Une pionnière de l’agritourisme

vendredi 4 avril 2025

Denise Lachat

En fondant son entreprise d’agritourisme en 1991, Laurence Cretegny a été une pionnière. Accueillir des touristes chez soi demande une disponibilité permanente et une grande ouverture aux gens, tout en ne permettant qu’un revenu accessoire aux agriculteurs. Ce qui motive la paysanne professionnelle qui a récemment rejoint le RC St-Sulpice à persévérer, est son envie de créer du lien entre la ville et la campagne.

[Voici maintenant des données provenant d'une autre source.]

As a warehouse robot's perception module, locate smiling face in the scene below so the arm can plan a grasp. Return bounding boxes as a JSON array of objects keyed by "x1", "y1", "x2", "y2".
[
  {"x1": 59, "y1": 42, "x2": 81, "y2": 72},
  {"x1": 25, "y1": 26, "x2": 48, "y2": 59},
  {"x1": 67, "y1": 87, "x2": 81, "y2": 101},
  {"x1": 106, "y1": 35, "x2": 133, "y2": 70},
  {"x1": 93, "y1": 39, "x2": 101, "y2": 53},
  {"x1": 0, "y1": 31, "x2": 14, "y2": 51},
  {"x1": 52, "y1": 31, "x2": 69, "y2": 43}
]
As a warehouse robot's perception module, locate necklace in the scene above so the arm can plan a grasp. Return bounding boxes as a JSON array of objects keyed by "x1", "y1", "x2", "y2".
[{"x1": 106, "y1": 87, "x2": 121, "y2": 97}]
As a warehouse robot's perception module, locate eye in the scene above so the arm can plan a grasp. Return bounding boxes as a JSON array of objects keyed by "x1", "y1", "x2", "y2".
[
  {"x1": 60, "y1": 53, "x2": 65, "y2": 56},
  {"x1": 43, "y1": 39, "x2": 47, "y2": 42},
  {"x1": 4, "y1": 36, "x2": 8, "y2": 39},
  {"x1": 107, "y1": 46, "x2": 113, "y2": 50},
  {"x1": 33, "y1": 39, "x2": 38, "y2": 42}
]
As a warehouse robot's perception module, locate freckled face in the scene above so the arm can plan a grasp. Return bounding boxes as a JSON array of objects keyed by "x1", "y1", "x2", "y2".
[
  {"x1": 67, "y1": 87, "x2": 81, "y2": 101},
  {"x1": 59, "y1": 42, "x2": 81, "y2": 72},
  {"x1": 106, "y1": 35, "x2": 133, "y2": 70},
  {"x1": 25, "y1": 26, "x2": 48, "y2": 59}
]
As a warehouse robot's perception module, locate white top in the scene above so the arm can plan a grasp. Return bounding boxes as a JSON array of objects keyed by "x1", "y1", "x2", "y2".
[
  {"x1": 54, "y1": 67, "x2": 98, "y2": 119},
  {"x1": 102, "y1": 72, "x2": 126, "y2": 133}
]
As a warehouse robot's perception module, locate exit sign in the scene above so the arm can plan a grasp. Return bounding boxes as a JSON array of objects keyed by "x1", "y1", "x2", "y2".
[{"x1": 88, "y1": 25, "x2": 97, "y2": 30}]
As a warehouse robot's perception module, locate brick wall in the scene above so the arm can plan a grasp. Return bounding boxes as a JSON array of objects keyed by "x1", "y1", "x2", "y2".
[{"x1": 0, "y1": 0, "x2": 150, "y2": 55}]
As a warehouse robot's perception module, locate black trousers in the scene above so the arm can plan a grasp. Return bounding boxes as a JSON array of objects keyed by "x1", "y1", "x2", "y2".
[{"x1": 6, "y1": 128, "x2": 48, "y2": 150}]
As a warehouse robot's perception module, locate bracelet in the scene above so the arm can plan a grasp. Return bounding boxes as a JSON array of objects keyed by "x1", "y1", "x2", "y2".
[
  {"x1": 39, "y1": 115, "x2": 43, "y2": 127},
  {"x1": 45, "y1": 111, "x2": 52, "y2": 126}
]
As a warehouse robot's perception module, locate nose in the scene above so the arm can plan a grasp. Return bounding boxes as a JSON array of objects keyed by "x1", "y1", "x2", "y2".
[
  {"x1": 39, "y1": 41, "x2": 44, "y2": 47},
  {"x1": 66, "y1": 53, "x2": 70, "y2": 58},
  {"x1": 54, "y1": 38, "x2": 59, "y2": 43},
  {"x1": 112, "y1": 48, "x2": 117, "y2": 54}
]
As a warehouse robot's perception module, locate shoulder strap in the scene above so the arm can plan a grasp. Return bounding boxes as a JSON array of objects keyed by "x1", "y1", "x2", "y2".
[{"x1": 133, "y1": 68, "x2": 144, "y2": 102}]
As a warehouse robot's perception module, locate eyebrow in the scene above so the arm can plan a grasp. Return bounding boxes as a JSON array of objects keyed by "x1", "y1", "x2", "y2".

Laurence Cretegny vit encore une de ces journées au pas de course qui lui font enchaîner les réunions. Entre deux, elle charge du vin pour une manifestation et se tient à disposition pour l’interview prévu pour le magazine du Rotary Suisse/Liechtenstein. Mais lorsque nous sommes assises face à face pendant le repas de midi dans une pizzeria de Morges VD, elle est totalement disponible et concentrée, souriante. Cela sent le printemps dehors, alors elle opte pour une salade de dents de lion; de toute manière, un souper professionnel copieux l’attend encore ce jour-là. On se dit que cette femme doit être dotée d’une grande zénitude ou alors avoir plusieurs vies pour concilier autant d’occupations différentes et variés. Actuellement, elle travaille pour le Conseil Synodal de l’Eglise évangélique réformée du Canton de Vaud, est député au Grand Conseil vaudois et présidente du TCS Vaud, tout en mettant sur pied un accueil touristique à «La Ferme aux Cretegny» à Bussy-Chardonney au-dessus de Morges. Petit à petit, sa fille Justine va entièrement prendre le relais avec son mari, tout en profitant et du soutien et de la longue expérience de la maman. Depuis 2019, Laurence co-gère cette ferme avec les jeunes. Car oui, Laurence fait de l’agritourisme depuis plus de 30 ans et a été présidente de l’association Vaud-Genève de Tourisme rural ainsi que Présidente romande de l’École à la Ferme. Tout comme elle avait intégré le comité d’Agritourisme Suisse», la plate-forme de marketing pour l'agritourisme avec plus de 250 membres dans toute la Suisse.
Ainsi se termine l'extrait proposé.